BURHAN FELEK´İN İNANILMAZ KARARI
O yıllarda, olimpiyatlara katılmak için Uluslararası Olimpiyat Komitesi´nin amatörlük kuralı geçerliydi. Sporcular hakkında, öncelikle kendi ülkelerinin millî olimpiyat komitesi karar veriyordu. Türkiye Olimpiyat Komitesi´nin başında Burhan Felek vardı. Felek, tam 1952 Helsinki Olimpiyatları arefesinde, Nasuh Akar, Gazanfer Bilge, Halil Kaya ve Yaşar Doğu ile bronz madalyalı atlet Ruhi Sarıalp´in evrâkını amatör olmadıkları gerekçesiyle geri çevirdi. Para ödülünü aldıkları için amatörlükten düşmüş; profesyonel olmuşlardı. Diğer ülkeler ödül verdiği sporcularına amatörlük kılıfı ararken Burhan Felek´in böyle bir karar alması, büyük hayâl kırıklığına yol açtı. Sporcular taltif edilsin diye kampanya başlatan basın, bu kararı teessürle karşıladı.
JİM THORPE´UN BAŞINA GELENLER
Buna benzer bir hâdise, Amerika´da da yaşanmıştı. 1912´de Stokholm´de, birkaç dalda altın madalya alan Amerikalı atlet Jim Thorpe´un, ülkesinde millî kahraman olarak karşılanması, birilerini rahatsız etmişti. Zîrâ Thorpe, kızılderiliydi. Gazeteler, daha önce para karşılığı beyzbol oynadığını yazmış; halk umursamamıştı. Ama, Amatör Atletizm Birliği konu ile ilgilenerek Uluslararası Olimpiyat Komitesi´nin dikkatini çekmişti. Neticede Thorpe´un madalyaları ve ünvanları geri alınmıştı.

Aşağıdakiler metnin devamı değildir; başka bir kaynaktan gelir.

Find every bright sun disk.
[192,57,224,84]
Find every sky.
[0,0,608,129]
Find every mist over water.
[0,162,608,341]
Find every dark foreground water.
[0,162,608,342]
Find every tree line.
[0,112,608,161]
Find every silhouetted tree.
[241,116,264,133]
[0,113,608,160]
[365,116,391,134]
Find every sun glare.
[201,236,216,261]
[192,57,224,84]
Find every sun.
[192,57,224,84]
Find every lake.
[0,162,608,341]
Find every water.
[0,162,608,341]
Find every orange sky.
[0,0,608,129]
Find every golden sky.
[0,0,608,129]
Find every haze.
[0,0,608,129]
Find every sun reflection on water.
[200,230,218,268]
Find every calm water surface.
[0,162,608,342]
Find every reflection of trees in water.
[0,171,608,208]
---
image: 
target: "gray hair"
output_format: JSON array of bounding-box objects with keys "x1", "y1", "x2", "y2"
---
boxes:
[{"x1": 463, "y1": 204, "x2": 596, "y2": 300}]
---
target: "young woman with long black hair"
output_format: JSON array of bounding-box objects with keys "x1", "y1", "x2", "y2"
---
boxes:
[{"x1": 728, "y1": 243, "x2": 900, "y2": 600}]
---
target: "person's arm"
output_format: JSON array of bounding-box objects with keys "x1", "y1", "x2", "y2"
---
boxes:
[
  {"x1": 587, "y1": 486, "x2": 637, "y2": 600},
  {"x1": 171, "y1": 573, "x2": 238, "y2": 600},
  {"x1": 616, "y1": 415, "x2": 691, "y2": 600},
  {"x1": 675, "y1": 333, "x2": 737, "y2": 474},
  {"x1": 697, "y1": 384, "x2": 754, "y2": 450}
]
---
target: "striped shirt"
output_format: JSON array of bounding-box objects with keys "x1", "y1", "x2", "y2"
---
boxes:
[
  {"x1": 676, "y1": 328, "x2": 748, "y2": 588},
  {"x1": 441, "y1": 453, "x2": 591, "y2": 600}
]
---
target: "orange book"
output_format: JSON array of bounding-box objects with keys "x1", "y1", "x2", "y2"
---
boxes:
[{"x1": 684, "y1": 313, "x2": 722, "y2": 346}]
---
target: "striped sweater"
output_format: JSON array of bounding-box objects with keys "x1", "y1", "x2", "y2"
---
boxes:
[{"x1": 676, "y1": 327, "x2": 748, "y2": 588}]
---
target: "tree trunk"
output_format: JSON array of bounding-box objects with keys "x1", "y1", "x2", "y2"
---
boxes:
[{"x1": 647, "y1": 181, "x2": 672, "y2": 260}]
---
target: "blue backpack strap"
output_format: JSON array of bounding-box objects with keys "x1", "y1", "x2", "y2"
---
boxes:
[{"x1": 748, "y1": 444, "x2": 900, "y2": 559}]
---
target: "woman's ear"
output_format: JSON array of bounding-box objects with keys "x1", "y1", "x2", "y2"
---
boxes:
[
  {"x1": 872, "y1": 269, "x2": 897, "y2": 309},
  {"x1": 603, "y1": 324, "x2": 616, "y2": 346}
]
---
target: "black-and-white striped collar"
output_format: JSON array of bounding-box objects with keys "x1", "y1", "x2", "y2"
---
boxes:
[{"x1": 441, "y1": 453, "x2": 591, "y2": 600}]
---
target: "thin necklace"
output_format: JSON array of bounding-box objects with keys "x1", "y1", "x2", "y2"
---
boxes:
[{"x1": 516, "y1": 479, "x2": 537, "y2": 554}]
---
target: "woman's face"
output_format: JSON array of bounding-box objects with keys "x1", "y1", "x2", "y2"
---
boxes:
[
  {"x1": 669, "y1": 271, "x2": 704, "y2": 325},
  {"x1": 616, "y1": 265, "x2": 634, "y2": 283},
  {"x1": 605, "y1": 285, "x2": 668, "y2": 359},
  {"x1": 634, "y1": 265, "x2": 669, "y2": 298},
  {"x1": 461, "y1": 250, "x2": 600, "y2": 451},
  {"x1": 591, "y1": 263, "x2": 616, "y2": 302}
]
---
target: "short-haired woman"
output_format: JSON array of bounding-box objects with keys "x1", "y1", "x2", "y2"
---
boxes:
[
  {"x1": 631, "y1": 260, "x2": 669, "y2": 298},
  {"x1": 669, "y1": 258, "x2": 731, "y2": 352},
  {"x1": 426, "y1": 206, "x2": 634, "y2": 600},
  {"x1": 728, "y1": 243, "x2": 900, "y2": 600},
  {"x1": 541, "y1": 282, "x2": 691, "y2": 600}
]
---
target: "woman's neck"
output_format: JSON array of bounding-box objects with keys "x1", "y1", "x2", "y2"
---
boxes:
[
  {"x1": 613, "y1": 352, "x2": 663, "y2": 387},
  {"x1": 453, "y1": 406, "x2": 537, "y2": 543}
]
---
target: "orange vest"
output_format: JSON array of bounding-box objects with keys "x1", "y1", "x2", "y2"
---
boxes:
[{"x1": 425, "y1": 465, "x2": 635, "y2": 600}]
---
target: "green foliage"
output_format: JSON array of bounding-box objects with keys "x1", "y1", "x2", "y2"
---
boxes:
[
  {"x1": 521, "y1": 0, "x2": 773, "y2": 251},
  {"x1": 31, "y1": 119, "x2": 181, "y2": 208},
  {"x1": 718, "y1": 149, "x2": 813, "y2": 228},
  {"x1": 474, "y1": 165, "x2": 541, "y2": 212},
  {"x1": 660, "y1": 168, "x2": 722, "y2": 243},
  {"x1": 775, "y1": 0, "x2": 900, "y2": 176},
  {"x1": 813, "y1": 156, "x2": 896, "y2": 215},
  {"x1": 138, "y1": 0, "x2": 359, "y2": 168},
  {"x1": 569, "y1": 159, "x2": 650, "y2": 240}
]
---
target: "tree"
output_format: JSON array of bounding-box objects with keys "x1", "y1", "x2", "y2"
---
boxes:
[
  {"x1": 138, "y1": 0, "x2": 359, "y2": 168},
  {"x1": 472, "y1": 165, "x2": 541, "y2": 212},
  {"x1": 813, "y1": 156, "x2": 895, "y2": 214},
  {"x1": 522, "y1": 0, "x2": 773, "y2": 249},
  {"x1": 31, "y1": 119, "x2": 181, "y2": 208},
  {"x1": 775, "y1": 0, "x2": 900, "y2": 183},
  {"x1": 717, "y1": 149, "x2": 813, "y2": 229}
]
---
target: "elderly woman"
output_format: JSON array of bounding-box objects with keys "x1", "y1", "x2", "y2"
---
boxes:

Thorpe, ülkesinin yerlisi olmasının bedelini ödemişti. Bizim şampiyonlar da Anadolu´nun yerlisi olmanın bedelini ödüyorlardı.
1948´DE ATILAN TOHUM 1952´DE YEŞERDİ
Dönemin Milli Eğitim Bakanı Tevfik İleri, yetkilerini kullanarak Türkiye Milli Olimpiyat Komitesi´ni feshetti ve Burhan Felek´i görevinden aldı. Profesyonel işlemi gören sporcuları da Helsinki´ye gönderme kararı aldı. Ancak Helsinki´de, mürâcaat için geç kaldıkları bahane edildi. Güreşçilerimiz olimpiyatlara katılamayınca minder Ruslara kaldı.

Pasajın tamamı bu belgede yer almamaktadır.